Note that we’ve passed the return value of two of the non-terminals (recipient_identifier and expression) as parameters (using $) to a third non-terminal (stream_identifier) in order to check type agreement.

. notify(*starts_with(input,‘notify’)) -> ‘notify’
. notify -> *error(‘not a “notify” statement’)
This is redundant! But I wanted to give you an early flavor for the nature of the conditional production. The first notify production is invoked, and returns a string, if the line begins with ‘notify’, but otherwise, the non-terminal definition falls through, (top-to-bottom order) to the second conditional production, which is the ‘default’. The first conditional production to evaluate positively is the one that ‘runs’ (i.e. the one whose right-hand-side is further evaluated).

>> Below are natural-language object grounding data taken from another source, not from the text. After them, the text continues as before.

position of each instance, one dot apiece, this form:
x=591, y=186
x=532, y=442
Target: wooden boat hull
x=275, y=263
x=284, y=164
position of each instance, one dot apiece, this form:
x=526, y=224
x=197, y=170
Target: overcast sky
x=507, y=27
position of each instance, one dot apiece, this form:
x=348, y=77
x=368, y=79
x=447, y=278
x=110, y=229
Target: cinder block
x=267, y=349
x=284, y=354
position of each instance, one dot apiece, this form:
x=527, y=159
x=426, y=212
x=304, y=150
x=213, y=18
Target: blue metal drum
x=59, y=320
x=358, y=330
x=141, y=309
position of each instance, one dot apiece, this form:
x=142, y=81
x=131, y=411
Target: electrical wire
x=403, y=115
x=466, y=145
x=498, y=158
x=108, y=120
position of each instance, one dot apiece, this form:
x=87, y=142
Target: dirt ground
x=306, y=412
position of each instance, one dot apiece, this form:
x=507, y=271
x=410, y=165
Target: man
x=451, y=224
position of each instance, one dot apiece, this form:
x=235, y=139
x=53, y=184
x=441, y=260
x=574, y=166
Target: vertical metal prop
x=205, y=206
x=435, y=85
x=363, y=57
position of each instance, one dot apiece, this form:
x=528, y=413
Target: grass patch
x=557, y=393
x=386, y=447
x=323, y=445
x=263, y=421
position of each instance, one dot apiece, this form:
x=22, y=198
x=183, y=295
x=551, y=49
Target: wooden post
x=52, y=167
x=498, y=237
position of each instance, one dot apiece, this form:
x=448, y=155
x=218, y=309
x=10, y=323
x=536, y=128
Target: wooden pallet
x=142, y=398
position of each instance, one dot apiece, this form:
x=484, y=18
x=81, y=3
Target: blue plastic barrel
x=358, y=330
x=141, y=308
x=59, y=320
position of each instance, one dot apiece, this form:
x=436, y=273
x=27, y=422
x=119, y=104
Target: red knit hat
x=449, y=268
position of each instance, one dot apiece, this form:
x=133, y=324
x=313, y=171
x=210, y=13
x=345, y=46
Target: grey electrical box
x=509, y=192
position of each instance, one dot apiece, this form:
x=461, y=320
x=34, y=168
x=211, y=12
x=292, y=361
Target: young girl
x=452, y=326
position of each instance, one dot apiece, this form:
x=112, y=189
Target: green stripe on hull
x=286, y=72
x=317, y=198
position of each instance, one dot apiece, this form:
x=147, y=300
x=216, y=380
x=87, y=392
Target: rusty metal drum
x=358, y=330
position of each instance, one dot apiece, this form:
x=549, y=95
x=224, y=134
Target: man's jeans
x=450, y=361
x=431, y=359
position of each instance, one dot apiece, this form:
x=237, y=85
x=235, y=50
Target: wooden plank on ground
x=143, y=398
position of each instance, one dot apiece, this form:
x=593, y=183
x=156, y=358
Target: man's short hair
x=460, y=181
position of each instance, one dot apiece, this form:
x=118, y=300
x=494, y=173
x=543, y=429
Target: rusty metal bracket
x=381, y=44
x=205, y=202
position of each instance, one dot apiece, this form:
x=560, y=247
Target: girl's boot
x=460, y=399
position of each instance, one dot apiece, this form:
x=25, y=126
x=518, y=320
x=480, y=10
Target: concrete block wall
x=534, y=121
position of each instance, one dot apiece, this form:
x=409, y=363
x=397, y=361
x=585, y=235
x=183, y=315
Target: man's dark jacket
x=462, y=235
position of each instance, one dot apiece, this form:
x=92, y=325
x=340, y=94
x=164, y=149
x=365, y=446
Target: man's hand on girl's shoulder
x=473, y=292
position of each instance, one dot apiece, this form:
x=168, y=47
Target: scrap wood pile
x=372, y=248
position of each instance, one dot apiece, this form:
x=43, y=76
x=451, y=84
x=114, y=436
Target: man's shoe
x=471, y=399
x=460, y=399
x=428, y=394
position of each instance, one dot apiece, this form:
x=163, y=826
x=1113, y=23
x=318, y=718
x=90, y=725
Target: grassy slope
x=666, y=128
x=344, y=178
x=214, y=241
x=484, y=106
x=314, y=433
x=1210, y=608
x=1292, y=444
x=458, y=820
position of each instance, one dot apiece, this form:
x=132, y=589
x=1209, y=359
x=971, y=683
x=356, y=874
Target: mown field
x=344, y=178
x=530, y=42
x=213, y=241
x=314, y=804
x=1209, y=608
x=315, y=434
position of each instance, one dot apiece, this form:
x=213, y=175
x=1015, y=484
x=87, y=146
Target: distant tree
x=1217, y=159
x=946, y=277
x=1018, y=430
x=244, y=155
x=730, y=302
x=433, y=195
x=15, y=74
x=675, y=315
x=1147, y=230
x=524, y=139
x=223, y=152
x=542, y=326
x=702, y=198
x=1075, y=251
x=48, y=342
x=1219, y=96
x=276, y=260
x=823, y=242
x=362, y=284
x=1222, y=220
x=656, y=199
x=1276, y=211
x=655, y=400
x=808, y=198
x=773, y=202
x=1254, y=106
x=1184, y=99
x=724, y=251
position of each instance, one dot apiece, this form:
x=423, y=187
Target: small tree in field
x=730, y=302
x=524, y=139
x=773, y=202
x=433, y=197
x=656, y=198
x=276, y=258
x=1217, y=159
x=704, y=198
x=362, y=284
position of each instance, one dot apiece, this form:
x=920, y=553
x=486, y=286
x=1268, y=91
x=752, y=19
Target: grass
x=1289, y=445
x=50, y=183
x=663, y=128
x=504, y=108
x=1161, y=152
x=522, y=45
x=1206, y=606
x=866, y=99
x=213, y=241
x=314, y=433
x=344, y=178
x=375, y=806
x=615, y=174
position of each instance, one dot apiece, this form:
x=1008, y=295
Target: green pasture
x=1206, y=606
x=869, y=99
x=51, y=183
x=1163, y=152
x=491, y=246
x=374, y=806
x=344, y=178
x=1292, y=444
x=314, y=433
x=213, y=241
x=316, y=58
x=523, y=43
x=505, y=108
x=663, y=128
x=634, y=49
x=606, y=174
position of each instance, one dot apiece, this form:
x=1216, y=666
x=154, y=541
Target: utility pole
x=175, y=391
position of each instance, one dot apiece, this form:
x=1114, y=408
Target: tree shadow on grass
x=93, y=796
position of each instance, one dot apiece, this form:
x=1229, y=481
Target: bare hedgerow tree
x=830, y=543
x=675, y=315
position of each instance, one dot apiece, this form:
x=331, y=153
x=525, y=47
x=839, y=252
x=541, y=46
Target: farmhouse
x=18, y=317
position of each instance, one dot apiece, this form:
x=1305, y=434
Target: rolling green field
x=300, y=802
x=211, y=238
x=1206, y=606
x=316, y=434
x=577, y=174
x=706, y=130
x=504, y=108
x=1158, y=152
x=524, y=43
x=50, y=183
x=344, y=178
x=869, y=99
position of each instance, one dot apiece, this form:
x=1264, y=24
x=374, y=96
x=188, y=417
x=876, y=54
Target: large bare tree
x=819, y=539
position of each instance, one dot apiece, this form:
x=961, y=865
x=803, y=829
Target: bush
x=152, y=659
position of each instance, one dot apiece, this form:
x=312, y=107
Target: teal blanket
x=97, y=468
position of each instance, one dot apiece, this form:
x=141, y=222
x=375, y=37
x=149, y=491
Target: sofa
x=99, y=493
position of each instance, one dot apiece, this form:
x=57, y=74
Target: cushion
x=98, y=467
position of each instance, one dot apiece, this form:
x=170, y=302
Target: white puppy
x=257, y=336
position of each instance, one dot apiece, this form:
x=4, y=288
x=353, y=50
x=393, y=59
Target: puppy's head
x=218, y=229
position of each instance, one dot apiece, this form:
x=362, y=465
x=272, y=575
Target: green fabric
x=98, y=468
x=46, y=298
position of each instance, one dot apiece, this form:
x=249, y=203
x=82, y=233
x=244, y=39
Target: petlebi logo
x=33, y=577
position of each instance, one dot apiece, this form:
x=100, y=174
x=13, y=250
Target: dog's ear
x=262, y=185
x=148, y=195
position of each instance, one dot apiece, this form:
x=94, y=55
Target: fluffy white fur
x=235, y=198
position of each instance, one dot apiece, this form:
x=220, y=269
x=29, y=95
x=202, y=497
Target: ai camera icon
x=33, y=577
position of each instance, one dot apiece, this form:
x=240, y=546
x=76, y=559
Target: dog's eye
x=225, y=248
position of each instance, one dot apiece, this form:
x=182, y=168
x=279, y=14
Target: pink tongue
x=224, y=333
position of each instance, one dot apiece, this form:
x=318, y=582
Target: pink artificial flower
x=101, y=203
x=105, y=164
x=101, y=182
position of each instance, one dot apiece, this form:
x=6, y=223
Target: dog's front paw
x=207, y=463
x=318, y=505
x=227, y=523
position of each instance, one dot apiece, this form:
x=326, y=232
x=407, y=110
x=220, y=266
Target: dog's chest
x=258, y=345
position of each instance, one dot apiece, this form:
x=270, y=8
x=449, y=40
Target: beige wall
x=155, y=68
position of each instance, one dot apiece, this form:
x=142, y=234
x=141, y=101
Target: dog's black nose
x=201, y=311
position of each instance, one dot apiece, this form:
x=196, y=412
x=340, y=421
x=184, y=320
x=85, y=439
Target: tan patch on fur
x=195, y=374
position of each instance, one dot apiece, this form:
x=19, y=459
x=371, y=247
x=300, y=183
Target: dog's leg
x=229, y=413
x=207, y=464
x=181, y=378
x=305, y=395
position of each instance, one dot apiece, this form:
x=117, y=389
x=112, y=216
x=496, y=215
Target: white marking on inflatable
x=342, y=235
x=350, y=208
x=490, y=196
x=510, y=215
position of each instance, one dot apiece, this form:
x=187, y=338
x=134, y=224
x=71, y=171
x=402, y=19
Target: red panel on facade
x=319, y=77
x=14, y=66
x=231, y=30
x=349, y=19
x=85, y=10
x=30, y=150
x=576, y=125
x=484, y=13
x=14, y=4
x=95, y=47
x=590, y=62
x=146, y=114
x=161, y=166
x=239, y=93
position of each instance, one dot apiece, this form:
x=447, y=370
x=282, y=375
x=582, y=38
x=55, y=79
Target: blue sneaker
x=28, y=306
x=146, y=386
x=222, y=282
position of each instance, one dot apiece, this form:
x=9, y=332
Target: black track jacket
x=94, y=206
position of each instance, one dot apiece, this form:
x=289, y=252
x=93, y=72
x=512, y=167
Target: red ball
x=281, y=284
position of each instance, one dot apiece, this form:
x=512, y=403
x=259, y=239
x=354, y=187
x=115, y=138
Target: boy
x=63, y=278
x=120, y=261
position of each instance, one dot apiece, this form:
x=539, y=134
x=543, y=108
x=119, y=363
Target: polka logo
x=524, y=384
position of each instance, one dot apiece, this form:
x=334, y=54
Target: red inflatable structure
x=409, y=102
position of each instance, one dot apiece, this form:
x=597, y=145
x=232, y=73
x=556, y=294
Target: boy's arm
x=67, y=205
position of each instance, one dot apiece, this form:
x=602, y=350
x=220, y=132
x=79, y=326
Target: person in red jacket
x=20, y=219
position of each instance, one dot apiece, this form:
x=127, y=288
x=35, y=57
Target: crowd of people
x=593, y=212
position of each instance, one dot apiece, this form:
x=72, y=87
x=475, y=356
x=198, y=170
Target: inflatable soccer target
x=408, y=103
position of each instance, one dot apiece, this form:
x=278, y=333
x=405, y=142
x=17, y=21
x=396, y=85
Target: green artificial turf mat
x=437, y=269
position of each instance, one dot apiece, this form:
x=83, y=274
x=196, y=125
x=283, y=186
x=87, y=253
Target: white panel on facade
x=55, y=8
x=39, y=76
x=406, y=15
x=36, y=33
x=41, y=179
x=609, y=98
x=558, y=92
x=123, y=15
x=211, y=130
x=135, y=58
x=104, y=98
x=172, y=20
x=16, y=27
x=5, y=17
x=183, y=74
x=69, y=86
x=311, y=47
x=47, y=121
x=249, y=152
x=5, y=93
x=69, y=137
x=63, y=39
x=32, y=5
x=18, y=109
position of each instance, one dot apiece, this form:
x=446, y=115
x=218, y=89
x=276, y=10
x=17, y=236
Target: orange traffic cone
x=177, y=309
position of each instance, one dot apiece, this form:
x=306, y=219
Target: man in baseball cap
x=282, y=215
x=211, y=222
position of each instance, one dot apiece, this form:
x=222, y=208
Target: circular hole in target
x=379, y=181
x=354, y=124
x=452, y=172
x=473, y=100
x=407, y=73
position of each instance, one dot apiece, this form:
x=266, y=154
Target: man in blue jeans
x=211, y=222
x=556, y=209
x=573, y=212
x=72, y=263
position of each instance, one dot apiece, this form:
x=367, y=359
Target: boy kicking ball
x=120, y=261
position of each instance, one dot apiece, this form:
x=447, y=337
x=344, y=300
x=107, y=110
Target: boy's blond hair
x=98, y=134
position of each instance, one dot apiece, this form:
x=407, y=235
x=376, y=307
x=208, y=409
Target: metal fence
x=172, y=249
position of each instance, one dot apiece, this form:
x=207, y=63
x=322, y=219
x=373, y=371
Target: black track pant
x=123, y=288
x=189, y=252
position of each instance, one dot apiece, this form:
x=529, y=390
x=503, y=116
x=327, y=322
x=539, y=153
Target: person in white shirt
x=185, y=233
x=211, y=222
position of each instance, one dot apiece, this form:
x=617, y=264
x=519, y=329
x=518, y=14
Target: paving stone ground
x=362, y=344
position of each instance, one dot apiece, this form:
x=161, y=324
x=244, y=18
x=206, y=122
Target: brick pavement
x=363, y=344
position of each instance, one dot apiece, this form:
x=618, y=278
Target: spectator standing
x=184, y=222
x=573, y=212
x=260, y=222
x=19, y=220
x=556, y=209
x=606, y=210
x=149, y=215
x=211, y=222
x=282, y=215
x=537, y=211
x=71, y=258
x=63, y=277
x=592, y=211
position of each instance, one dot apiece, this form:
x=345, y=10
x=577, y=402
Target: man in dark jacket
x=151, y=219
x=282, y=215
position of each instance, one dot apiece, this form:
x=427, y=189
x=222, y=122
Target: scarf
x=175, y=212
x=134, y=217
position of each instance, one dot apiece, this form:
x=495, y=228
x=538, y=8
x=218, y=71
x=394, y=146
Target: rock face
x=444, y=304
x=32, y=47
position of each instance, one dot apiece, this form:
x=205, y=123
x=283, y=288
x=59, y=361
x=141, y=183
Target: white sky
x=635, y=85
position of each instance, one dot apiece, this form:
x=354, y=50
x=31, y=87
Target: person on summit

Also note that the *error operation and the *starts_with operations are both external references. Everything else in a grogix program is an internal reference: that is, defined within the grogix program. This means the grogix program represents only the operational structure, or ‘essence’ of the program … everything else is pushed out of this structure, or pulled in, via these * operations.

. recipient_identifier -> identifier
‘identifier’ will be defined another time. also, in this consistency checker, there will be binding considerations for the different kinds of identifiers (we have to check that the streams and variables exist, for example).

. with(*next(input, ‘with’)) -> ‘with’
. with -> *error(‘missing “with” ’)
Here we look at the next token at the first level, and, if it is missing at this point in the evaluation, we issue a specific, user-friendly error (I’ll leave the error format discussion to another time.)

. expression -> *valid_type(expr,$1,$2)
. expression -> *error(‘missing expression after “with”’)
If there is an expression, it does a check against the type declared elsewhere, returning the mismatch if found. If there’s no expression at all, it reports the problem.

. on(*next(input,‘on’)) -> ‘on’
. on -> *error(‘missing “on” indicator for stream name’)
Another simple use of the conditional production to identify missing structure.

. stream_identifier -> *validate($expression,$recipient_identifier,identifier)
‘identifier’ will be defined another time. notice that we call an external function *validate, which we assume has access to appropriate tables, to validate passed values of other non-terminals (see notify_statement above), and potentially return an error here is there is a problem. For ease of exposition, we’re presenting the case where the other non-terminals have already been evaluated. A different technique is available if the agreement is with non-terminals whose values are not yet available, but our users can usually rewrite the productions to make agreement-evaluation easy.

. semicolon(*next(input,‘;’)) -> ‘;’
. semicolon -> *error(‘missing semicolon’)
Another simple use of the conditional production to identify missing structure.

Conclusion

The position of the proposed check-module is architecturally flexible: it can be invoked either after the Yazyka compiler encounters a problem, to provide better output to the user, or beforehand, to ensure better input to the compiler.

Socially, the proposed check-module provides an independent validation of assumptions regarding the Yazyka language. Although this module and the compiler may seem like a “divergence risk” because of “two different language definitions” in two different system modules, in fact their jobs are complementary, both helping to socialize the actual language definition. It is the grogix team's job to ensure that there are no conflicts, and that the check-module provides a world-class level of Yazyka training and support to the user.